Span is in line to enter free agency after the season, and he is willing to help fellow Nats outfielder Michael Taylor at all costs. Taylor, it turns out, is expected to take Span's job next year, but that doesn't matter to the 31-year-old, who remembers when Torii Hunter took him under his wing and showed him the ropes when Span was a rookie coming up with the Twins.
"It started with me being a young guy in Minnesota," Span said. "I looked up to Torii Hunter. He was my hero. There were a lot of things he did for me, the little things that meant big things to me as a kid. One of the things he told me was, 'Help the next young man coming up -- go the extra mile.' That always stuck with me."
Span tries to go the extra mile for Taylor, a humble and quiet kid.
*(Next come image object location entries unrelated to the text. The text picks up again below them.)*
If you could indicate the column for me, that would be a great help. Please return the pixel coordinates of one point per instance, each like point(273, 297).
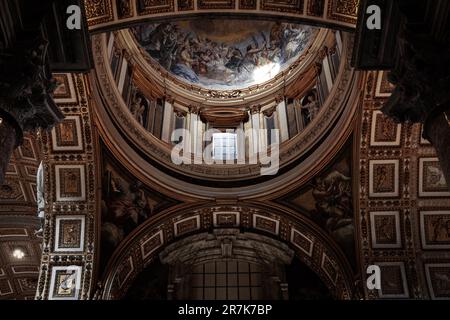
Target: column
point(9, 139)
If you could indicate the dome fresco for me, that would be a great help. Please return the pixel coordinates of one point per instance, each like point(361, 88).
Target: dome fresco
point(224, 54)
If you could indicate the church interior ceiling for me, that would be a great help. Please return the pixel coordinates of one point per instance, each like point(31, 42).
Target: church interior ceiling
point(20, 247)
point(200, 52)
point(124, 220)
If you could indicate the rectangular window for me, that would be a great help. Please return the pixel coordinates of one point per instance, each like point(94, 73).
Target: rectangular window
point(224, 146)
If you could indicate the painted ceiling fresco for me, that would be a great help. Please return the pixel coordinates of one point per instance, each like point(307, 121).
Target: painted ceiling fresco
point(224, 54)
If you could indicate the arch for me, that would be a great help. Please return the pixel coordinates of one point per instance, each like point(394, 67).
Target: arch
point(106, 15)
point(311, 244)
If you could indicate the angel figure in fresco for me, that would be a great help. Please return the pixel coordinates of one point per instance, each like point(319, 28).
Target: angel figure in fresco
point(333, 198)
point(435, 177)
point(185, 62)
point(137, 109)
point(311, 105)
point(441, 230)
point(124, 208)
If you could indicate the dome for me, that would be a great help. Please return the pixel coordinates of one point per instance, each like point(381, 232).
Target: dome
point(222, 55)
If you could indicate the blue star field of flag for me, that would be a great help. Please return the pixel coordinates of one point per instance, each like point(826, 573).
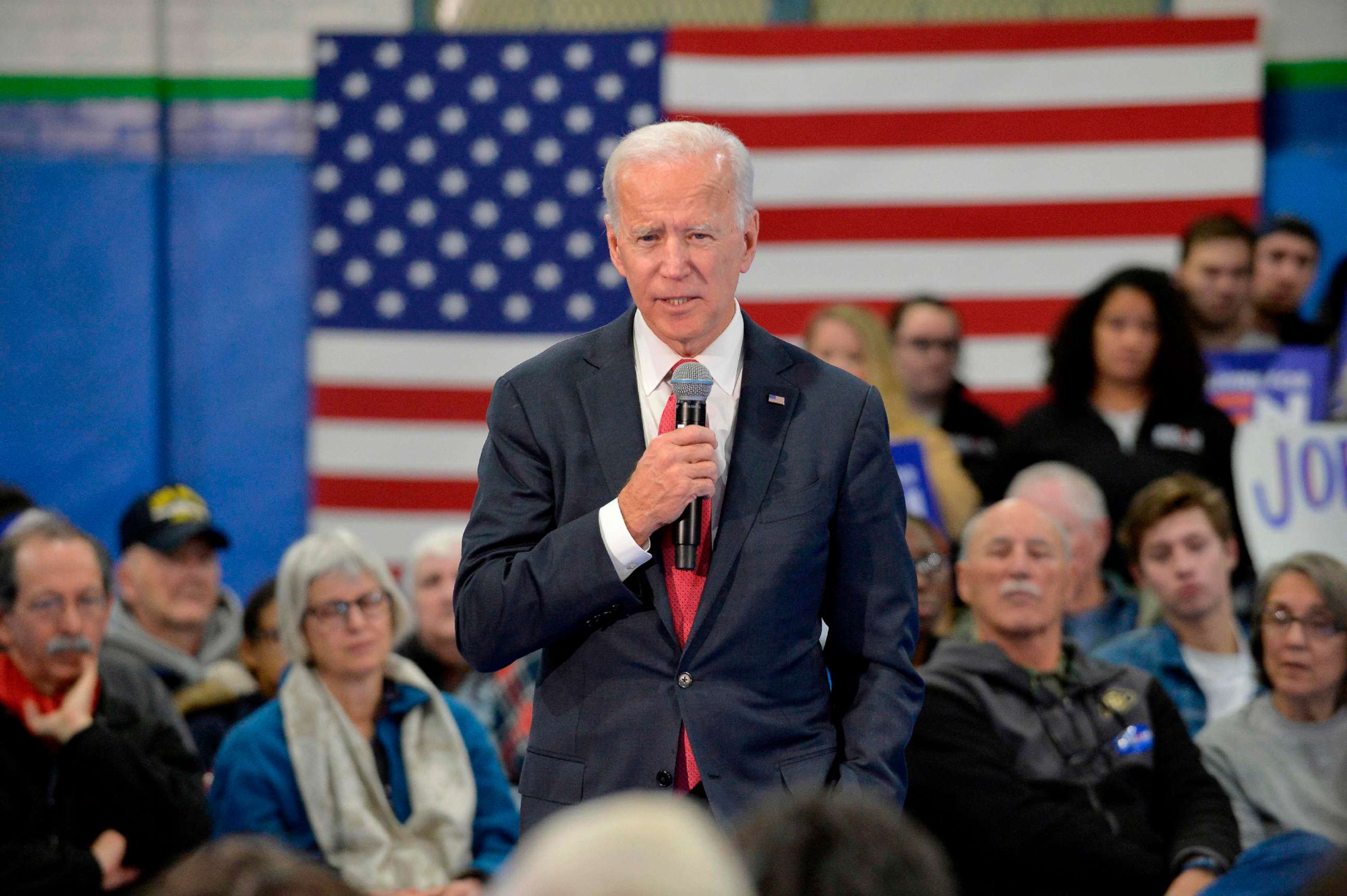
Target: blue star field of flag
point(457, 178)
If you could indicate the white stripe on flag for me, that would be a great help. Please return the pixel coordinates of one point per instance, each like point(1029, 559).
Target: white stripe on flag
point(403, 448)
point(418, 358)
point(1007, 174)
point(984, 268)
point(962, 81)
point(388, 533)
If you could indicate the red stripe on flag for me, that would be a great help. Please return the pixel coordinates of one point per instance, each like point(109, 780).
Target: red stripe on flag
point(811, 41)
point(392, 494)
point(374, 403)
point(989, 127)
point(1009, 404)
point(1040, 221)
point(1045, 221)
point(980, 316)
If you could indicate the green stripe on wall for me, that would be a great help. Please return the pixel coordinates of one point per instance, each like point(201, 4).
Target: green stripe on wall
point(1302, 76)
point(61, 88)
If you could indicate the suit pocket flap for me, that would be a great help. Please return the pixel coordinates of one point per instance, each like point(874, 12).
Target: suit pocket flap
point(794, 503)
point(551, 778)
point(809, 773)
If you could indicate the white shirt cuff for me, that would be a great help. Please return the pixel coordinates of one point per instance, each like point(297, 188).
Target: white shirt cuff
point(622, 548)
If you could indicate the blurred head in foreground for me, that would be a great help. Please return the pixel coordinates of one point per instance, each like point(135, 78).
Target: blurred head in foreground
point(841, 844)
point(627, 845)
Span says Taylor's work ethic is second to none.
The biggest advice Span gave Taylor was how to go about his business before a game, like working out in the weight room and taking batting practice seriously. To Taylor, that's just as important as his performance on the field.
"He has been helping me by leading by example," Taylor said of Span. "He has given me advice here and there."
Taylor doesn't want to think about replacing Span, but it seems Span is prepared for that possibility.
"He isn't taking my job; I'm going to be a free agent," Span said. "Like I told him, 'I want you to do well.' He has earned it. He has put in the time in the Minor Leagues. He has come up here and shown he can play. I said, 'Look, there isn't any animosity. I want to see you succeed as well as I want to see myself succeed.' I want him to be the center fielder for the Washington Nationals next year. I don't want him to fall on his face. I want us both to do well. We both can move on and do good things."